Quelles épées légendaires appartiennent à l’imaginaire médiéval ?
L’épée la plus célèbre est sans doute Excalibur, associée au roi Arthur dans les récits arthuriens. Selon les versions, elle est tirée d’un rocher ou remise à Arthur par la Dame du Lac. Ses pouvoirs et son origine varient selon les auteurs médiévaux : elle peut être présentée comme une arme merveilleuse, indestructible ou simplement comme le signe de la légitimité royale. Il faut également distinguer Excalibur de l’épée qui permet à Arthur de prouver son droit au trône, même si les traditions ont souvent rapproché les deux armes.
Les épées des héros épiques
Dans la matière carolingienne, Durandal est l’épée de Roland, décrite comme une arme exceptionnelle contenant des reliques chrétiennes. Joyeuse, liée à Charlemagne, est quant à elle présentée comme une épée prestigieuse dont le nom évoque la splendeur et la puissance impériale. D’autres armes apparaissent dans les chansons de geste, comme Hauteclaire, attribuée à Olivier, compagnon de Roland, ou Almace, associée à l’archevêque Turpin selon les traditions.

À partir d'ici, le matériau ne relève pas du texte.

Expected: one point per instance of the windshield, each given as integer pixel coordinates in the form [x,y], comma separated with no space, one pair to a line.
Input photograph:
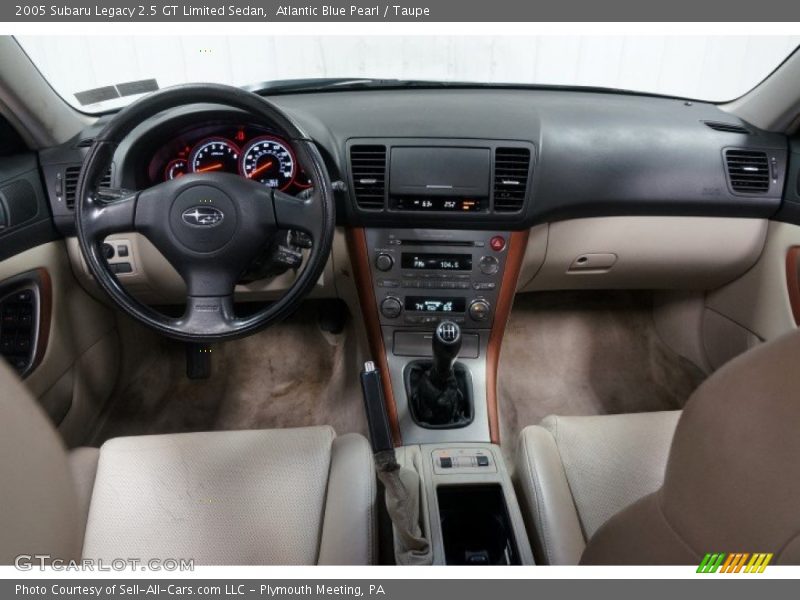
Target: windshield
[100,73]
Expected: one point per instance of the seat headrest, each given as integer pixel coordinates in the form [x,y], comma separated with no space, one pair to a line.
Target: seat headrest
[732,481]
[733,477]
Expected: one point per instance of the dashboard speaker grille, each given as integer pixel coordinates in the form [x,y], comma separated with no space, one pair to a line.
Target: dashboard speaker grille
[71,183]
[511,169]
[748,171]
[368,168]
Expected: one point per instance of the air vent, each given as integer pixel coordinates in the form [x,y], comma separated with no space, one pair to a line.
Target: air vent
[368,167]
[727,127]
[71,183]
[748,171]
[511,167]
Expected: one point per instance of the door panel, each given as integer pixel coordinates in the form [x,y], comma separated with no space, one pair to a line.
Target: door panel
[63,342]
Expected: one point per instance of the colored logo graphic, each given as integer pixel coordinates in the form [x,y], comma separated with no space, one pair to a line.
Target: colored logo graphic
[735,562]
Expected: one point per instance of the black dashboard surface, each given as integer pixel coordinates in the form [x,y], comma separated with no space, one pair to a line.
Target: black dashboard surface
[595,153]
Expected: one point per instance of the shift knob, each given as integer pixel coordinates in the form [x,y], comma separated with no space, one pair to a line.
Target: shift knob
[446,346]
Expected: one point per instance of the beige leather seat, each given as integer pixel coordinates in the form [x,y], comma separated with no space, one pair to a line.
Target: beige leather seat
[294,496]
[636,489]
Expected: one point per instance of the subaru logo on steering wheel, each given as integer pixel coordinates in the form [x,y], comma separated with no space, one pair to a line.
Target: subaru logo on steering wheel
[203,216]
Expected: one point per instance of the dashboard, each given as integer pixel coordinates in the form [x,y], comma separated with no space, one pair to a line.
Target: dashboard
[443,159]
[251,151]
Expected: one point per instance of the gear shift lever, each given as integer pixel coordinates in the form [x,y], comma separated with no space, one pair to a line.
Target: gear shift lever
[446,346]
[439,390]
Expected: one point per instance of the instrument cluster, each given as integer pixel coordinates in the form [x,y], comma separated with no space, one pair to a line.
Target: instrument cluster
[250,151]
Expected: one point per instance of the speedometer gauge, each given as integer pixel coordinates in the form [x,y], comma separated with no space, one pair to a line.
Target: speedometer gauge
[215,155]
[176,168]
[270,161]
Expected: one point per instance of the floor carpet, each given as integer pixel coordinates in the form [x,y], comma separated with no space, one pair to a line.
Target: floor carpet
[290,375]
[586,353]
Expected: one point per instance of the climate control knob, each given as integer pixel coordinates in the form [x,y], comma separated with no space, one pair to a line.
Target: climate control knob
[384,262]
[479,310]
[391,307]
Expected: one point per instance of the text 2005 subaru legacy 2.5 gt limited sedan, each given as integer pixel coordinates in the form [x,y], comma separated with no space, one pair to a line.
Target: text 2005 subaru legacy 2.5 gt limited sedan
[337,320]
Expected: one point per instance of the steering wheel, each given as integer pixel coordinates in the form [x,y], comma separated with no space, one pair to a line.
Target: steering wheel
[209,226]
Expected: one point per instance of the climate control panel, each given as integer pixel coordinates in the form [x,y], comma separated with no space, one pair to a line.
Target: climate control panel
[422,276]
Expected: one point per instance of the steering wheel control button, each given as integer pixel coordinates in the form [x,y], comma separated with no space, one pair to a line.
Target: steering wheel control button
[391,307]
[203,218]
[497,243]
[384,262]
[479,310]
[489,265]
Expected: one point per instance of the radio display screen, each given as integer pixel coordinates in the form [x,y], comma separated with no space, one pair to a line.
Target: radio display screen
[435,304]
[436,262]
[438,204]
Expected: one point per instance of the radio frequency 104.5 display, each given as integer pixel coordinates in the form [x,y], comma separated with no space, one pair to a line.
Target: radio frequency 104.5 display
[436,262]
[435,304]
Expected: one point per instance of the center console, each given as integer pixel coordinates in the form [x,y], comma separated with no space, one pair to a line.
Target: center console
[436,263]
[421,277]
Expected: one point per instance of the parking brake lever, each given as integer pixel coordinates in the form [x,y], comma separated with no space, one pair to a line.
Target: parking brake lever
[380,435]
[401,484]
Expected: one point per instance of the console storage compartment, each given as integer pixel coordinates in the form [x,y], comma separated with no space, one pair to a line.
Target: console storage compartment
[476,528]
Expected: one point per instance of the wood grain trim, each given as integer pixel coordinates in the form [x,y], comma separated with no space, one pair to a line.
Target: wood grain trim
[359,259]
[505,299]
[793,281]
[45,286]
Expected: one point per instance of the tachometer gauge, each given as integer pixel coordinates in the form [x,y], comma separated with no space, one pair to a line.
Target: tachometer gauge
[175,168]
[215,155]
[270,161]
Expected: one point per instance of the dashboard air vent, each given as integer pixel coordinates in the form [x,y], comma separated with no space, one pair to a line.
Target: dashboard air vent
[71,183]
[748,171]
[727,127]
[368,167]
[511,167]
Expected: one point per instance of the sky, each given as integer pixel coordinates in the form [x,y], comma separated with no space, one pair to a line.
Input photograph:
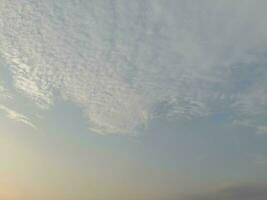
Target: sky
[144,99]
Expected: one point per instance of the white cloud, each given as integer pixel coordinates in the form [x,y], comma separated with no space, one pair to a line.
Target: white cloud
[14,115]
[119,62]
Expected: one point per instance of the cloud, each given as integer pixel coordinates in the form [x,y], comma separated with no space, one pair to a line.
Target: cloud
[126,63]
[238,192]
[13,115]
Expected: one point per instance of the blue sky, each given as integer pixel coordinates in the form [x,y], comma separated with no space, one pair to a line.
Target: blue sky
[120,99]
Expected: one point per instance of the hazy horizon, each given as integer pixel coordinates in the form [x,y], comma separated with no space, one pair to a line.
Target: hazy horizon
[133,100]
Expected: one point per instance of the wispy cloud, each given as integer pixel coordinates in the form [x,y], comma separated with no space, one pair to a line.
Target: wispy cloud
[18,117]
[126,64]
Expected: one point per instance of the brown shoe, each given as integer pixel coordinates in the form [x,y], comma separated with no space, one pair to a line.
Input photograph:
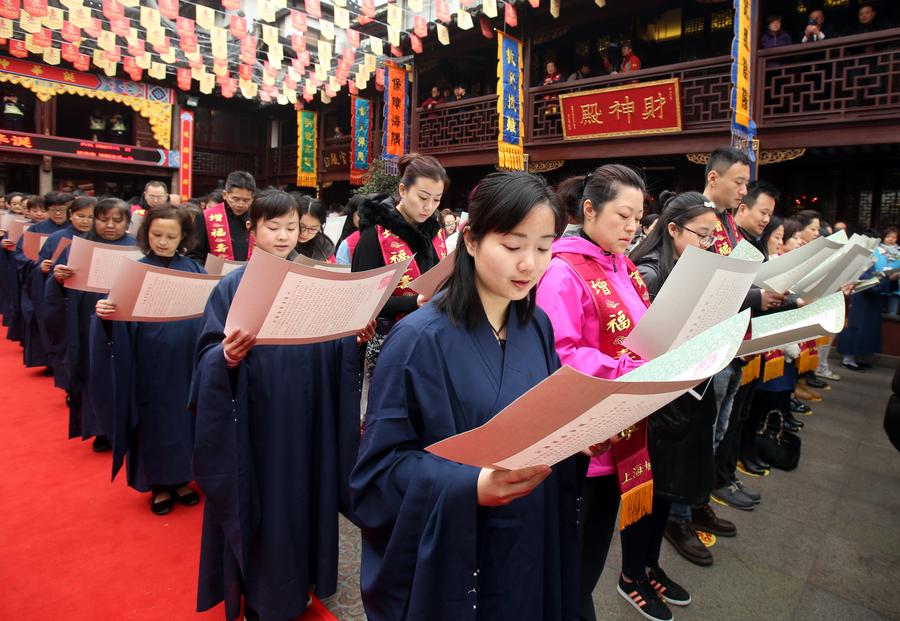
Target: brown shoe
[684,539]
[704,518]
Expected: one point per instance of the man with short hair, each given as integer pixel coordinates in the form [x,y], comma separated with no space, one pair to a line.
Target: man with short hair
[222,230]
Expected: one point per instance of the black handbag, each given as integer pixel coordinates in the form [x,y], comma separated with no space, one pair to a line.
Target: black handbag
[775,444]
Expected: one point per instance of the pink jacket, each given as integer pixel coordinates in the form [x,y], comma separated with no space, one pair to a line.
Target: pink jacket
[576,327]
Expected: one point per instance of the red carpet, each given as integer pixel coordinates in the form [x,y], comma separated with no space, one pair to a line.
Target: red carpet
[75,546]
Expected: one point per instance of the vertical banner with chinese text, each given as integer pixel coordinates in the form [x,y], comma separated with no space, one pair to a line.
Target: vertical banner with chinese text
[307,137]
[186,121]
[396,116]
[511,139]
[359,151]
[743,129]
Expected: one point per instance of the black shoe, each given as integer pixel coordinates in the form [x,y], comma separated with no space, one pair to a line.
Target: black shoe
[704,518]
[188,499]
[668,589]
[798,407]
[101,444]
[161,507]
[644,599]
[730,495]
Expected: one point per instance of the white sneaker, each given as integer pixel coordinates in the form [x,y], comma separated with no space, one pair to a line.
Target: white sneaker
[828,374]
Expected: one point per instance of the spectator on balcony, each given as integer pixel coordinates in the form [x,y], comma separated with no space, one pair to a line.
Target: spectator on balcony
[774,36]
[459,93]
[816,28]
[630,60]
[584,72]
[432,102]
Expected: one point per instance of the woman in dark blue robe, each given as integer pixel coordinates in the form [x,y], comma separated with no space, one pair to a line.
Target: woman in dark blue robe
[91,411]
[152,425]
[52,318]
[274,424]
[443,540]
[32,278]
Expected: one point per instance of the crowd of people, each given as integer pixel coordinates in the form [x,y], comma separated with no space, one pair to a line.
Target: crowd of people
[281,438]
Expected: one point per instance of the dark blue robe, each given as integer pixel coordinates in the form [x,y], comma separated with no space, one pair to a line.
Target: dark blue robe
[429,551]
[32,297]
[90,345]
[271,436]
[52,323]
[153,425]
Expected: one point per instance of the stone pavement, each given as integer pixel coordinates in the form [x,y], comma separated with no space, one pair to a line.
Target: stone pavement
[824,543]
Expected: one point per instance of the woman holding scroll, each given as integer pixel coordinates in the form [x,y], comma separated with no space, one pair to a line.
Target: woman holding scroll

La péninsule Ibérique possède également ses épées héroïques, notamment Tizona et Colada, attribuées au Cid dans les récits épiques et les traditions postérieures. Dans les littératures germaniques et nordiques, Balmung ou Nothung est l’arme de Siegfried, tandis que Gram appartient à la tradition légendaire de Sigurd. Ces épées ne sont pas des objets historiques identifiés avec certitude : elles servent surtout à caractériser le héros, à manifester une élection providentielle ou à représenter l’honneur, la souveraineté et la destinée.